A guide to constructing free transitive actions on median spaces

TL;DR

This paper develops methods to construct large families of groups with free transitive actions on median spaces, including real trees and their products, by introducing the concept of an ore and extracting groups with median structures.

Contribution

It introduces the notion of an ore, a new algebraic structure, and demonstrates how to extract groups with median actions from it, expanding the class of known median space actions.

Findings

Constructed groups acting freely and transitively on the universal real tree.

Realized subgroups of the additive reals as stabilizers of axes.

Produced $2^{2^{ ext{aleph}_0}}$ non-isomorphic groups with these actions.

Abstract

We construct large families of groups admitting free transitive actions on median spaces. In particular, we construct groups which act freely and transitively on the complete universal real tree with continuum valence such that any subgroup of the additive reals is realised as the stabiliser of an axis.
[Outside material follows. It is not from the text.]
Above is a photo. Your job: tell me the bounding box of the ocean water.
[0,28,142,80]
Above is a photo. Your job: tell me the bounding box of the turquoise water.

We prove a more precise version of this, which implies that there are $2^{2^{\aleph_0}}$ pairwise non-isomorphic groups which admit a free transitive action on this real tree. We also construct free transitive actions on products of complete real trees such that any subgroup of $\mathbb{R}^n$ is realised as the stabiliser of a maximal flat, and an irreducible action on the product of two complete real trees. To construct each of these groups, we introduce the notion of an \textit{ore}: a set equipped with the structure of a meet semilattice and a cancellative monoid with involution, which verifies some additional axioms. We show that one can \textit{extract} a group from an ore and equip this group with a left-invariant median structure.